Oprócz pracy w Bibliotece związany jest pan ze Związkiem Pisarzy Polskich na Obczyźnie oraz Polskim Uniwersytetem na Obczyźnie.

– Działam w Związku Pisarzy Polskich na Obczyźnie w Londynie niemal od samego przyjazdu. Jest to działanie w bardzo małym zarządzie ZPPnO oraz według potrzeb – a to na Salonie Literackim, a to w „Pamiętniku Literackim”. Nie jest to jednak całkowite poświęcenie, takie jakie sobie wyobrażam, bowiem obarczony jestem wieloma innymi zadaniami do wykonania. Poznałem jednak dzięki Związkowi wielu fantastycznych ludzi pióra: Polaków piszących poza Polską.

Uczęszczam na seminarium doktoranckie prowadzone przez uniwersytet, bo kontynuacja mojego tematu krajowego okazała się niemożliwa. Jestem członkiem Zakładu Badań nad Emigracją, a także reprezentantem studentów w senacie uczelni. PUNO jest swego rodzaju platformą kontaktową z polskim środowiskiem naukowym, bowiem na seminaria przyjeżdżają profesorowie z wielu polskich uczelni. Akademickość musi być w jakimś stopniu obecna wśród studentów, którzy piszą swoje prace w zaciszu domowym czy bibliotecznym. To bardzo ważne mieć kontakt z żywą nauką, dlatego też uczestniczę w konferencjach naukowych. Niezwykle istotny był dla mnie udział w raporcie „Wizerunek Polski i Polaków w podręcznikach brytyjskich”, który powstał na zlecenie Ambasady Polskiej.

Angażuję się tam, gdzie atmosfera jest przyjazna, ludzie chętni i otwarci na nowe projekty. Trzymam się z daleka od polsko-polskich wojen i wojenek. Polacy to taki bardzo zacietrzewiony w swojej racji naród. Uczmy się od innych, szczególnie od Brytyjczyków.

To jednak nie wszystkie organizacje…

– To prawda, jestem członkiem POSK-u, ale również członkiem Ogniska Polskiego. Poprzez  kontakt z ludźmi związanymi z Instytutem Piłsudskiego, w szczególności z panią Barbarą Buczek, także tam jestem obecny duchem.
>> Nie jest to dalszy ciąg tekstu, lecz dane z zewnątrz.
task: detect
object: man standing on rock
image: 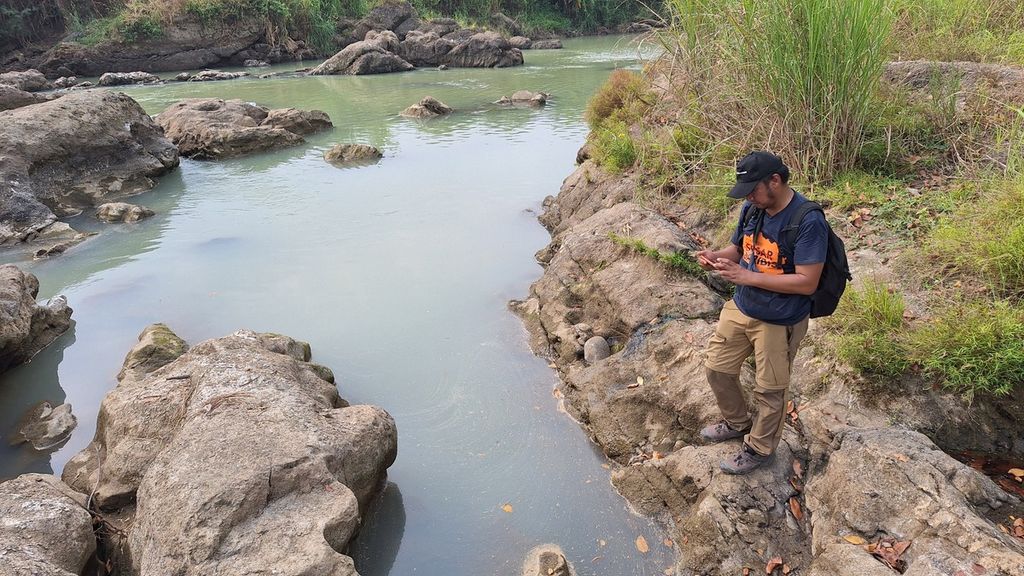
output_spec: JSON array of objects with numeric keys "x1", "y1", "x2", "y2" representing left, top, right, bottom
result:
[{"x1": 694, "y1": 151, "x2": 827, "y2": 474}]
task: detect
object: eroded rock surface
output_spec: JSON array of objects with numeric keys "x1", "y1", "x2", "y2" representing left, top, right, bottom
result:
[
  {"x1": 311, "y1": 30, "x2": 414, "y2": 75},
  {"x1": 96, "y1": 202, "x2": 155, "y2": 223},
  {"x1": 62, "y1": 326, "x2": 397, "y2": 576},
  {"x1": 445, "y1": 31, "x2": 523, "y2": 68},
  {"x1": 324, "y1": 144, "x2": 383, "y2": 165},
  {"x1": 0, "y1": 90, "x2": 179, "y2": 245},
  {"x1": 0, "y1": 265, "x2": 73, "y2": 373},
  {"x1": 401, "y1": 96, "x2": 453, "y2": 118},
  {"x1": 0, "y1": 69, "x2": 53, "y2": 91},
  {"x1": 12, "y1": 401, "x2": 78, "y2": 450},
  {"x1": 98, "y1": 71, "x2": 161, "y2": 86},
  {"x1": 154, "y1": 98, "x2": 332, "y2": 159},
  {"x1": 522, "y1": 544, "x2": 575, "y2": 576},
  {"x1": 0, "y1": 84, "x2": 54, "y2": 111},
  {"x1": 0, "y1": 474, "x2": 95, "y2": 576}
]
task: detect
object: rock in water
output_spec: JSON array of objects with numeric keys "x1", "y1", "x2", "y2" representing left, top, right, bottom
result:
[
  {"x1": 324, "y1": 144, "x2": 384, "y2": 166},
  {"x1": 445, "y1": 31, "x2": 523, "y2": 68},
  {"x1": 154, "y1": 98, "x2": 332, "y2": 159},
  {"x1": 310, "y1": 31, "x2": 414, "y2": 75},
  {"x1": 0, "y1": 265, "x2": 73, "y2": 374},
  {"x1": 96, "y1": 202, "x2": 155, "y2": 223},
  {"x1": 0, "y1": 90, "x2": 179, "y2": 245},
  {"x1": 522, "y1": 545, "x2": 575, "y2": 576},
  {"x1": 12, "y1": 401, "x2": 78, "y2": 450},
  {"x1": 400, "y1": 96, "x2": 453, "y2": 118},
  {"x1": 0, "y1": 474, "x2": 96, "y2": 576},
  {"x1": 531, "y1": 39, "x2": 563, "y2": 50},
  {"x1": 98, "y1": 71, "x2": 161, "y2": 86},
  {"x1": 62, "y1": 326, "x2": 397, "y2": 576}
]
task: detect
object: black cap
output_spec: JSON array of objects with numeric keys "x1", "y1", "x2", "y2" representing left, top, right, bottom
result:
[{"x1": 728, "y1": 151, "x2": 789, "y2": 199}]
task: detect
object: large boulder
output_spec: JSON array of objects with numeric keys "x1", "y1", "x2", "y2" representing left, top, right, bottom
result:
[
  {"x1": 154, "y1": 98, "x2": 332, "y2": 159},
  {"x1": 0, "y1": 474, "x2": 96, "y2": 576},
  {"x1": 0, "y1": 84, "x2": 55, "y2": 111},
  {"x1": 98, "y1": 71, "x2": 161, "y2": 86},
  {"x1": 96, "y1": 202, "x2": 155, "y2": 223},
  {"x1": 11, "y1": 401, "x2": 78, "y2": 450},
  {"x1": 398, "y1": 31, "x2": 457, "y2": 67},
  {"x1": 335, "y1": 0, "x2": 421, "y2": 46},
  {"x1": 445, "y1": 31, "x2": 523, "y2": 68},
  {"x1": 62, "y1": 326, "x2": 397, "y2": 576},
  {"x1": 531, "y1": 39, "x2": 563, "y2": 50},
  {"x1": 0, "y1": 69, "x2": 53, "y2": 91},
  {"x1": 805, "y1": 428, "x2": 1024, "y2": 575},
  {"x1": 311, "y1": 30, "x2": 413, "y2": 75},
  {"x1": 324, "y1": 143, "x2": 383, "y2": 166},
  {"x1": 400, "y1": 96, "x2": 453, "y2": 118},
  {"x1": 0, "y1": 264, "x2": 73, "y2": 373},
  {"x1": 0, "y1": 90, "x2": 179, "y2": 245}
]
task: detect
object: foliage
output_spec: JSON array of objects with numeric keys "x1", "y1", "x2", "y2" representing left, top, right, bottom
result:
[
  {"x1": 591, "y1": 119, "x2": 638, "y2": 172},
  {"x1": 910, "y1": 301, "x2": 1024, "y2": 397},
  {"x1": 608, "y1": 233, "x2": 708, "y2": 278},
  {"x1": 585, "y1": 69, "x2": 650, "y2": 129},
  {"x1": 890, "y1": 0, "x2": 1024, "y2": 65},
  {"x1": 826, "y1": 279, "x2": 910, "y2": 378}
]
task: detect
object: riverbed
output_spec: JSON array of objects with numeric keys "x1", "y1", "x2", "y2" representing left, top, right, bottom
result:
[{"x1": 0, "y1": 35, "x2": 674, "y2": 575}]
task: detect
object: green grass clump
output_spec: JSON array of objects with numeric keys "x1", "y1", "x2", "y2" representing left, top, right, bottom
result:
[
  {"x1": 891, "y1": 0, "x2": 1024, "y2": 65},
  {"x1": 585, "y1": 70, "x2": 651, "y2": 130},
  {"x1": 608, "y1": 233, "x2": 707, "y2": 278},
  {"x1": 926, "y1": 177, "x2": 1024, "y2": 296},
  {"x1": 827, "y1": 279, "x2": 910, "y2": 378},
  {"x1": 910, "y1": 301, "x2": 1024, "y2": 397},
  {"x1": 591, "y1": 119, "x2": 638, "y2": 173}
]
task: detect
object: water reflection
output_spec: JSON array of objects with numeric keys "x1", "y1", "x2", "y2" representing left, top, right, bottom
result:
[{"x1": 351, "y1": 482, "x2": 406, "y2": 576}]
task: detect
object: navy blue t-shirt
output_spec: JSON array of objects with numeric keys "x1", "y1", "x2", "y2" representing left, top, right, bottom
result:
[{"x1": 729, "y1": 192, "x2": 828, "y2": 325}]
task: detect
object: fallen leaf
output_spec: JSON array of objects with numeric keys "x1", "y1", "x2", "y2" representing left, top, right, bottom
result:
[
  {"x1": 626, "y1": 383, "x2": 640, "y2": 389},
  {"x1": 892, "y1": 453, "x2": 910, "y2": 462},
  {"x1": 548, "y1": 569, "x2": 554, "y2": 575},
  {"x1": 785, "y1": 400, "x2": 794, "y2": 413},
  {"x1": 788, "y1": 497, "x2": 803, "y2": 520},
  {"x1": 782, "y1": 564, "x2": 792, "y2": 575},
  {"x1": 743, "y1": 569, "x2": 751, "y2": 576},
  {"x1": 501, "y1": 503, "x2": 513, "y2": 513},
  {"x1": 652, "y1": 451, "x2": 664, "y2": 460},
  {"x1": 765, "y1": 557, "x2": 783, "y2": 574},
  {"x1": 792, "y1": 460, "x2": 803, "y2": 477},
  {"x1": 552, "y1": 388, "x2": 564, "y2": 399},
  {"x1": 789, "y1": 477, "x2": 804, "y2": 493},
  {"x1": 663, "y1": 568, "x2": 673, "y2": 576},
  {"x1": 843, "y1": 535, "x2": 868, "y2": 545},
  {"x1": 1009, "y1": 468, "x2": 1024, "y2": 479},
  {"x1": 591, "y1": 556, "x2": 603, "y2": 563},
  {"x1": 637, "y1": 376, "x2": 645, "y2": 386},
  {"x1": 663, "y1": 538, "x2": 674, "y2": 547},
  {"x1": 972, "y1": 563, "x2": 986, "y2": 575},
  {"x1": 636, "y1": 535, "x2": 650, "y2": 554},
  {"x1": 598, "y1": 539, "x2": 606, "y2": 547}
]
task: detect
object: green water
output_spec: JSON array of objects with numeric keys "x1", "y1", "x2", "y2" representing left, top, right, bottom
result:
[{"x1": 0, "y1": 36, "x2": 675, "y2": 575}]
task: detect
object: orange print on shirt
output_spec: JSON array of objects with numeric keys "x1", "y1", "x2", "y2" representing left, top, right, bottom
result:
[{"x1": 742, "y1": 233, "x2": 788, "y2": 275}]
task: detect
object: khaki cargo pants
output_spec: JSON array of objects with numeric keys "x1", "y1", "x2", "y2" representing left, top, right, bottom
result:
[{"x1": 704, "y1": 300, "x2": 809, "y2": 456}]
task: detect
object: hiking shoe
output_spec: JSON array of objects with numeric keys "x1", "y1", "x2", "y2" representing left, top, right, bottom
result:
[
  {"x1": 720, "y1": 444, "x2": 773, "y2": 475},
  {"x1": 699, "y1": 420, "x2": 751, "y2": 443}
]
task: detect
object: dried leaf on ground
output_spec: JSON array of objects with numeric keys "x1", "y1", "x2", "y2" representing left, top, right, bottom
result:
[
  {"x1": 788, "y1": 497, "x2": 803, "y2": 520},
  {"x1": 782, "y1": 564, "x2": 792, "y2": 575},
  {"x1": 863, "y1": 537, "x2": 911, "y2": 571},
  {"x1": 635, "y1": 535, "x2": 650, "y2": 554},
  {"x1": 1009, "y1": 468, "x2": 1024, "y2": 480},
  {"x1": 792, "y1": 460, "x2": 803, "y2": 478},
  {"x1": 743, "y1": 569, "x2": 751, "y2": 576},
  {"x1": 663, "y1": 538, "x2": 674, "y2": 547},
  {"x1": 765, "y1": 557, "x2": 783, "y2": 574},
  {"x1": 843, "y1": 535, "x2": 868, "y2": 545},
  {"x1": 501, "y1": 503, "x2": 513, "y2": 513}
]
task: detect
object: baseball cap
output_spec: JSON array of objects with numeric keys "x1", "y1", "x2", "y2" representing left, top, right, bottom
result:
[{"x1": 728, "y1": 151, "x2": 789, "y2": 199}]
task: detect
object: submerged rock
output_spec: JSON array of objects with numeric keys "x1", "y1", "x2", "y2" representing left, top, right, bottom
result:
[
  {"x1": 530, "y1": 39, "x2": 563, "y2": 50},
  {"x1": 509, "y1": 36, "x2": 532, "y2": 50},
  {"x1": 98, "y1": 71, "x2": 161, "y2": 86},
  {"x1": 62, "y1": 326, "x2": 397, "y2": 575},
  {"x1": 154, "y1": 98, "x2": 332, "y2": 159},
  {"x1": 0, "y1": 90, "x2": 179, "y2": 245},
  {"x1": 96, "y1": 202, "x2": 155, "y2": 223},
  {"x1": 522, "y1": 544, "x2": 575, "y2": 576},
  {"x1": 0, "y1": 265, "x2": 73, "y2": 374},
  {"x1": 12, "y1": 401, "x2": 77, "y2": 450},
  {"x1": 401, "y1": 96, "x2": 453, "y2": 118},
  {"x1": 324, "y1": 144, "x2": 383, "y2": 166},
  {"x1": 0, "y1": 474, "x2": 96, "y2": 576},
  {"x1": 188, "y1": 69, "x2": 249, "y2": 82}
]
Zajmuję się archiwum Koła Byłych Żołnierzy AK oraz archiwum PUNO. Większość pracy (nie licząc Biblioteki Polskiej) wykonuję wolontaryjnie.

Skąd siły na to wszystko?

– Lubię działanie, wir zajęć, bowiem to mnie nakręca w pozytywnym tego sensie. Człowiek nie zdaje sobie sprawy ile siły w sobie ma, dopóki nie musi wykrzesać z siebie resztki tej energii. Pracowitość to u mnie rodzinna cecha. Reszta to wewnętrzny głos nakazujący czerpać z życia z całą swoją mocą, ale także mówiący o dawaniu czegoś z siebie innym. Balans musi być równy z założenia, choć i ja mam tendencję do przesadzania w jedną ze stron, aby potem musieć to zrównoważyć.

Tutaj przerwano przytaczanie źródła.